Allungai le mani verso di lui per accoglierlo in un caloroso abbraccio e, quando finalmente le mie braccia lo cinsero, tutto scomparve in un forte bagliore.
«Si, la sua vita è tutta qui» sentii Enex rispondermi. Ero ritornata, non sapevo da dove, ma ero sicura di aver rivissuto un ricordo prezioso.
«No, ti sbagli di grosso» gli risposi prendendo con me il ventaglio. La vita di Ginozkena era ben altro che il suo ruolo di sacerdotessa e in quel mausoleo era esposto solo quello che si doveva sapere di lei. Capii che non avrei potuto trovare molto altro in quel luogo per rispondere alle mie domande.
«Tutto a posto Faith? Ti vedo strana» mi chiese Enex avvicinandosi.
«E' tutto a posto, ho appena avuto una visione e sono un po' stanca. Mi potresti riaccompagnare in stanza?» gli risposi poggiandomi sul vetro. Stranamente avevo avuto un calo di energie.
«Una visione? Cosa hai visto?» mi chiese porgendomi una mano per sorreggermi.
«Forse quelle voci che hai sentito sono vere» gli spiegai mentre lui chiudeva con meticolosità la porta dietro di noi.
«Ho avuto la visione di Ginzokena ad una specie di appuntamento» aggiunsi sorridendo, mi tornava in mente il volto di Ginzokena che sembrava così felice.
«Un appuntamento?» mi domandò lui come se non avesse conosciuto il significato della parola.
«Un incontro romantico» gli spiegai.
«E sei riuscita a vedere l'uomo che l'accompagnava?» mi domandò senza mezzi termini.
«No, aveva gli occhi abbagliati dalla luce del sole ma sono sicura che sia stato uno ialino, sono riuscita a distinguere la forma delle ali»
«Ma gli ialini non sono le uniche creature con delle ali» assertì lui nel tentativo di smontare la mia teoria.
«Ah davvero?» esclamai arrossendo un po', forse avevo sbagliato a tirare subito le somme.
«Si ma nessuno di loro ha un corpo umanoide maschile» aggiunse prendendosi gioco di me.
«Sembra che tu ti stia divertendo a confondermi!» affermai un po' risentita. Lui non rispose, ma la sua faccia soddisfatta parlava più di mille parole.

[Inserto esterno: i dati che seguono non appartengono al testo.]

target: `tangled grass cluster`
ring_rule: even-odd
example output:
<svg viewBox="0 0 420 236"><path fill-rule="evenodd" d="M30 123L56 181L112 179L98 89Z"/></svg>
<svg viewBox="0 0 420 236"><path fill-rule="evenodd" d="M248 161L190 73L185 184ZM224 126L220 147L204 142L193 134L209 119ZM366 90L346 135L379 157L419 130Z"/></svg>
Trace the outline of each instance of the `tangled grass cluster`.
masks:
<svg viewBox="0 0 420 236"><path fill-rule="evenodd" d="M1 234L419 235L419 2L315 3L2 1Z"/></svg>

Questa è la tua stanza» in men che non si dica arrivammo di fronte alla porta della mia camera. A distanza di qualche ora avevo già ripreso una buona deambulazione.
«A domani» mi congedai da Enex chiudendogli la porta in faccia. Ero ancora risentita del suo modo di "giocare con me".
Rimasi in attesa appoggiata alla porta e, qualche minuto dopo, sentii i suoi passi allontanarsi dalla stanza.
Era stata una giornata così assurda... il mio risveglio in quel mondo non era stato uno dei migliori ma adesso mi sentivo stranamente tranquilla, come se mi sentissi finalmente a casa.
Mi sfilai di nuovo gli stivali di pelle e mi buttai tutta vestita sul letto.